Philip Morris first starting selling tobacco products to the public all the way back in 1847, but, more than 170 years later, the company has read the tea leaves and the future is “smoke-free.”
This is pretty bad for business (although the company still rakes in around $28 billion a year)—and, as it turns out, its business is pretty bad for customers’ health. So the new idea is to help people with lung and heart conditions like ones caused by smoking.
Bitterly ironic? Maybe, but Philip Morris is putting its money where its mouth is: This summer, the cigarette maker has put $1.45 billion on the table for inhaled drug maker Vectura (though that is not going smoothly), and is now looking to branch out more with a new deal to buy OtiTopic.
The U.S. respiratory drug development company comes with a late-stage inhalable acetylsalicylic acid (ASA)—better known by the brand name Aspirin—specifically designed for acute myocardial infarction, aka heart attacks. The therapy is aimed at those at an intermediate to high risk for myocardial infarction.
The inhaled therapy, to be known as Aspirhale, works as a dry powder inhalation of ASA delivered through a new, self-administered aerosol.
OtiTopic is hoping to finish up testing ASAP and, with the might of Philips behind it, file with the FDA for approval next year.
Early studies have shown the inhaled system “catalyzed peak plasma concentration and the desired pharmacodynamic effect, i.e., inhibition of platelet aggregation in two minutes compared with 20 minutes for coated chewable aspirin,” the company said in a statement.
“This speed is unprecedented and has significant potential implications for improving the survival of patients at risk of heart attacks,” it added.
No financial terms were included for the deal.
“This transaction aligns well with OtiTopic’s goals of unlocking what we believe to be a significant opportunity in inhaled therapeutics science,” said Kambiz Yadidi, CEO of OtiTopic. “We are entering this transaction to accelerate Aspirhale’s FDA filing, with the goal of delivering innovative therapies for people with intermediate to high risk for myocardial infarction.”
For its part, Philip Morris is pursuing a so-called "Beyond Nicotine" strategy to branch out from cigarettes into fields such as respiratory drug delivery and "selfcare wellness." It's banking on that strategy to deliver at least $1 billion in net revenues by 2025, CEO Jacek Olczak said in a statement a few weeks back.
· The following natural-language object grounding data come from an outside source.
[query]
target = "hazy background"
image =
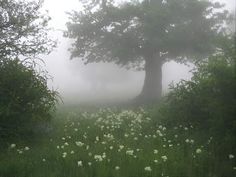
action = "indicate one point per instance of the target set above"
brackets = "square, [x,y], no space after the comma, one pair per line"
[77,82]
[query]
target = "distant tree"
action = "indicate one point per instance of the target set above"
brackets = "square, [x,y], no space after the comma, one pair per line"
[23,29]
[146,34]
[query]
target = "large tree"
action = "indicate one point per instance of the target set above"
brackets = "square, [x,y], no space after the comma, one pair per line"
[23,29]
[146,34]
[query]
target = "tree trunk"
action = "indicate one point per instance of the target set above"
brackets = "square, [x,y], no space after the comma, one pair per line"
[152,88]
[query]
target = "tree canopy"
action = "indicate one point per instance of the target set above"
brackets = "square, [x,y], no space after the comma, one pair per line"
[128,32]
[23,29]
[145,34]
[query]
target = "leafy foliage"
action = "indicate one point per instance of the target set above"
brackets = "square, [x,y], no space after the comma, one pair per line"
[208,101]
[23,29]
[131,32]
[25,100]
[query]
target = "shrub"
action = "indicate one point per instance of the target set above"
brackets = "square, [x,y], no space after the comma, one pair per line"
[25,100]
[208,101]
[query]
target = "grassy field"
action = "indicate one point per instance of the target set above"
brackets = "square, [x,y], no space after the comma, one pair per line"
[115,143]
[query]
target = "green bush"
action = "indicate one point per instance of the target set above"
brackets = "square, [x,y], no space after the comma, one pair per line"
[207,101]
[25,100]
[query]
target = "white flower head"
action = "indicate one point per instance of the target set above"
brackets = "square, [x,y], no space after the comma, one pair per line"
[12,146]
[148,168]
[231,156]
[79,163]
[164,158]
[117,168]
[155,151]
[198,150]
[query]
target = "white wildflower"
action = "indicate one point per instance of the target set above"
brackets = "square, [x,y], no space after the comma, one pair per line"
[148,168]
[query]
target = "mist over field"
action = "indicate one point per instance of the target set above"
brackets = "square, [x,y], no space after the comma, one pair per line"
[70,109]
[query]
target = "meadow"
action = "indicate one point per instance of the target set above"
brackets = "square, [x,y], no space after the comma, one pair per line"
[115,143]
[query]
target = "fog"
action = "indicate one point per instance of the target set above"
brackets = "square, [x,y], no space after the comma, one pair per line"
[77,82]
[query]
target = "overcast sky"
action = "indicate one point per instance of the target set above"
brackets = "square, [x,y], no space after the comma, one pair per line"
[106,81]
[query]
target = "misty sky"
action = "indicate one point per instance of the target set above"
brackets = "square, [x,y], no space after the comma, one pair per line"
[78,82]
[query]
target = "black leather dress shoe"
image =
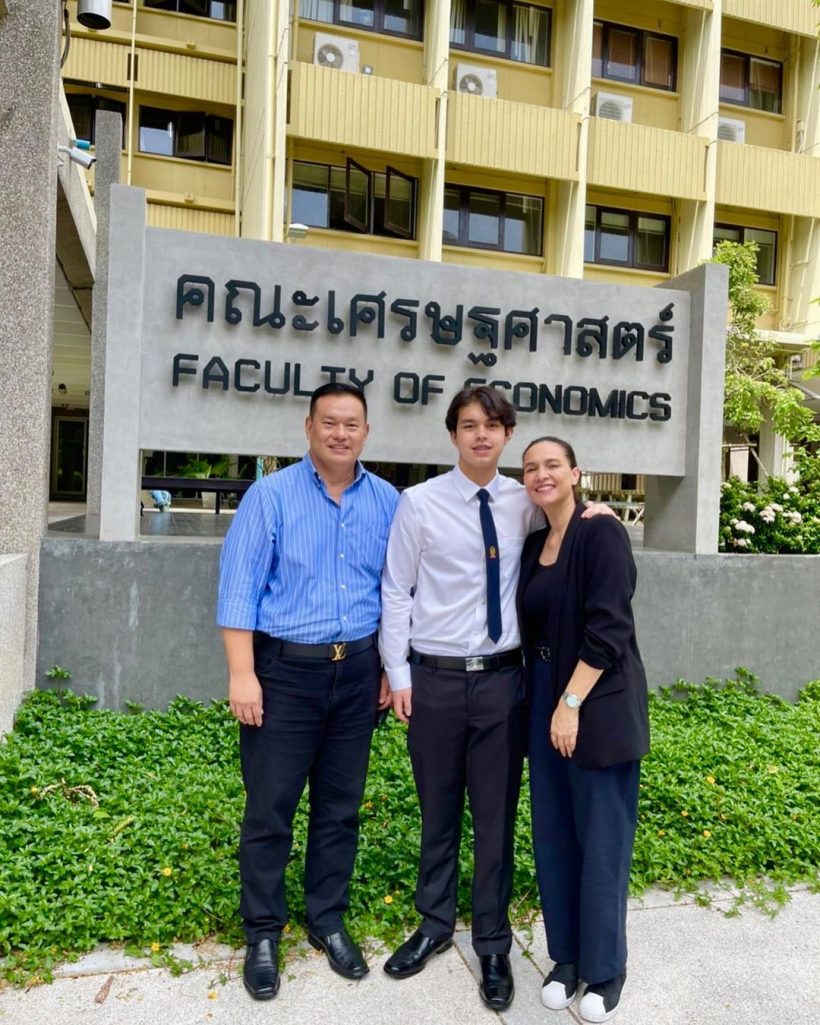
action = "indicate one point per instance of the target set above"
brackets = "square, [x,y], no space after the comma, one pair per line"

According to the American Heart Association, cardiovascular disease, which can cause heart attacks, accounts for about 800,000 U.S. deaths every year, making it the leading cause of all deaths in the U.S. Of those, nearly 20% are due to cigarette smoking, according to the FDA.
Philip Morris has pledged to become more of a life sciences company and to one day stop selling cigarettes; it does, however, feel a little like an arsonist selling fire damage insurance.